As arguments over mifepristone work through the courts, the judicial process should “look at the underlying circumstances very carefully, both the standing of the individuals who brought the suit,” and “the merits of the case in terms of the distortions about the underlying process by which the drug was approved,” former FDA Commissioner Margaret A. Hamburg said in an interview.

“It’s very dangerous when you start having individuals, political organizations, entities with vested interest in different kinds of being able to upend a well-established process that has been defined in law in practice over many, many years,” Hamburg said.

Enforcement Discretion

If mifepristone’s approval ultimately is overturned by the courts, attorneys and analysts say the FDA is protected in exercising discretion over whether to take enforcement action on the continued distribution and prescribing of the pill.

If risk for patients is considered low, the FDA can opt not to enforce certain requirements against a product.

Alito in his April 21 dissent disputed that Danco Laboratories, the brand-name manufacturer of mifepristone, couldn’t continue to market its drug unless it “jumped through a series of regulatory steps that would be largely perfunctory under present circumstances.”

“That would not take place, however, unless the FDA elected to use its enforcement discretion to stop Danco, and the applicants’ papers do not provide any reason to believe the FDA would make that choice,” Alito wrote.

He added that “the Government has not dispelled legitimate doubts that it would even obey an unfavorable order in these cases, much less that it would choose to take enforcement actions to which it has strong objections.”

Exercising discretion over enforcement actions is also different from deliberately ignoring a court order, said Rachel Rebouché, dean of Temple University’s Beasley School of Law.

“There’s been some widespread conflation of discretion and defiance, so it is within the FDA’s authority to decide how to enforce actions against manufacturers and their distributors,” Rebouché said.

FDA Commissioner Robert M. Califf said in a Senate hearing April 19 on the agency’s fiscal 2024 budget request that the “FDA intends to comply with any court orders” on mifepristone.

Using discretion in the long term “may not be something that will give potentially regulated parties 100% confidence about what might happen to them,” Andrew J. Pincus, a visiting clinical lecturer in law at Yale Law School, said.

“Discretion can be exercised in one way, and then a different administration can change the way it feels in its enforcement discretion,” he said.

Comstock Act

Another area that remains uncertain for the FDA is how courts plan to interpret a provision of a 150-year-old federal law, the Comstock Act, that prohibits the mailing of items designed to induce an abortion.

The law states that any “article or thing designed, adapted, or intended for producing abortion” is “nonmailable.”

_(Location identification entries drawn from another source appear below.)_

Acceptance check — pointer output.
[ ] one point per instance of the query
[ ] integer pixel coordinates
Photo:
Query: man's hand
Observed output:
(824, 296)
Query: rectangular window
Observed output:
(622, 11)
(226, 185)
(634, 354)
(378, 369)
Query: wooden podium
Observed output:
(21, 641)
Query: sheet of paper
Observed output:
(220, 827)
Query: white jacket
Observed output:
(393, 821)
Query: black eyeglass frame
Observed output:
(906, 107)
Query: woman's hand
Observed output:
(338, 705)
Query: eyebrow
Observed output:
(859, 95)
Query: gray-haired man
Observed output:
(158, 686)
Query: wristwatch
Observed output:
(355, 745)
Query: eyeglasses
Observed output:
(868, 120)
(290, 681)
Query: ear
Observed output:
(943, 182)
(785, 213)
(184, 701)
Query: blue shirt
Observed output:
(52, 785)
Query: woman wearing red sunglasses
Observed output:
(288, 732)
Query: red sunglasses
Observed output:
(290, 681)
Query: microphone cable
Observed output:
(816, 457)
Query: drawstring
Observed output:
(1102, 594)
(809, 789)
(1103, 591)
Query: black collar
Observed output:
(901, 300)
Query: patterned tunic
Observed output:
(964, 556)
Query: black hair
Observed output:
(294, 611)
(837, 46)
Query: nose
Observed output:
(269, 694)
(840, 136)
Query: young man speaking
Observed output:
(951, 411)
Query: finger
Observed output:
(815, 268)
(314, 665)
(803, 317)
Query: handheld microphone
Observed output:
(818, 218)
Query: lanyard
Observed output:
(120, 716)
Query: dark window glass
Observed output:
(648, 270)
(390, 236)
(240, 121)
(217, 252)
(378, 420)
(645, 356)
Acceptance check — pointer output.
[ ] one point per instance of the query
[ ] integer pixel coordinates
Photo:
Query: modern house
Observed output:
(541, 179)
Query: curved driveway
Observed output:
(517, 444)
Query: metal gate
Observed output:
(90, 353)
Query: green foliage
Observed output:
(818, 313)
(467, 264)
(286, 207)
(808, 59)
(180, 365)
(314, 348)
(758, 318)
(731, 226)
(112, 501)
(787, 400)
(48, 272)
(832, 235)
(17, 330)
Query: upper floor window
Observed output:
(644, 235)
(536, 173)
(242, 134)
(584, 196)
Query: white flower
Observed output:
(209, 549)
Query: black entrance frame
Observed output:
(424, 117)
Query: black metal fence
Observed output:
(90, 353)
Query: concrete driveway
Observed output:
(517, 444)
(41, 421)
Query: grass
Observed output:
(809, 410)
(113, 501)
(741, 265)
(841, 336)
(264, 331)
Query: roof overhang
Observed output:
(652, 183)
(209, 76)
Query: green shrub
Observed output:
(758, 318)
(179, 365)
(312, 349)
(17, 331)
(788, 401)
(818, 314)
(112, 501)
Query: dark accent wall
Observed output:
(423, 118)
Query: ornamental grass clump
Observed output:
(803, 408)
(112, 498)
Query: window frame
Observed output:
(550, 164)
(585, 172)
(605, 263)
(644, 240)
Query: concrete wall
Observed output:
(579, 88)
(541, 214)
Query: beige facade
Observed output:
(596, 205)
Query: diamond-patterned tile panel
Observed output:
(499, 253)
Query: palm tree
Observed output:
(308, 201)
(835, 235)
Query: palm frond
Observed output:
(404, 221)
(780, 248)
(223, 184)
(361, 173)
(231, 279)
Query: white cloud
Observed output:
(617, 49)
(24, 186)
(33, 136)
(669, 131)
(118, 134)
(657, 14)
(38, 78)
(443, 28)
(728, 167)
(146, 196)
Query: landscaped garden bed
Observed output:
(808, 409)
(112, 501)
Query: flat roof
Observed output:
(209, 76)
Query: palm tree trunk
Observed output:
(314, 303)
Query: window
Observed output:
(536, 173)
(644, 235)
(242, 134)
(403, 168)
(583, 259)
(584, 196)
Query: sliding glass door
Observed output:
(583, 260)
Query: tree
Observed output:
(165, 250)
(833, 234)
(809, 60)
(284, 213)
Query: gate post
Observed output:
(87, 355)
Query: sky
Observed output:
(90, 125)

The law hasn’t been enforced for decades, and an assistant US attorney general in the Justice Department’s Office of Legal Counsel said in a Dec. 23 memo that federal law doesn’t prohibit the US Postal Service from mailing and delivering mifepristone or misoprostol, in part because the drugs could be used for other purposes like miscarriage management.

Abortion opponents maintain the law blocks the mailing of drugs for ending pregnancies. In its order on the Biden administration’s request to stay the Kacsmaryk ruling, the US Court of Appeals for the Fifth Circuit suggested it read the Comstock Act as blocking the mailing of mifepristone.

“Comstock is so sweeping, at least the interpretation of it that the anti-abortion lawyers have,” said Mary Ziegler, a law professor at the University of California Davis. Under this interpretation, Ziegler said, you can’t mail any drug or device intended for abortion, no exceptions, even if life is at risk.

Yet how the Comstock Act is ultimately applied “will most likely turn on how the Supreme Court rules, and, unfortunately, the Court has not yet indicated which way it will go,” Delia Deschaine, an attorney at Epstein Becker & Green specializing in FDA regulations, said in an email.

Should the plaintiffs in the Texas case, Alliance Defending Freedom, succeed, legal experts say the door would be open for interest groups and others to go after other drugs.

“We could see ADF or other groups using the Comstock Act to challenge the mailing of abortifacients or other drugs that the groups find morally offensive, including possibly HIV medication,” Deschaine said.

‘Ever-Changing Landscape’

While the Supreme Court’s stay helps maintain the status quo for patients and medical providers as litigation continues, there’s a patchwork of state and federal laws that is likely only going to grow more confusing, attorneys say.

“The ever-changing landscape of mifepristone’s approval, both brand and generic, has only made that compliance more complicated and therefore uncertain,” Deschaine said.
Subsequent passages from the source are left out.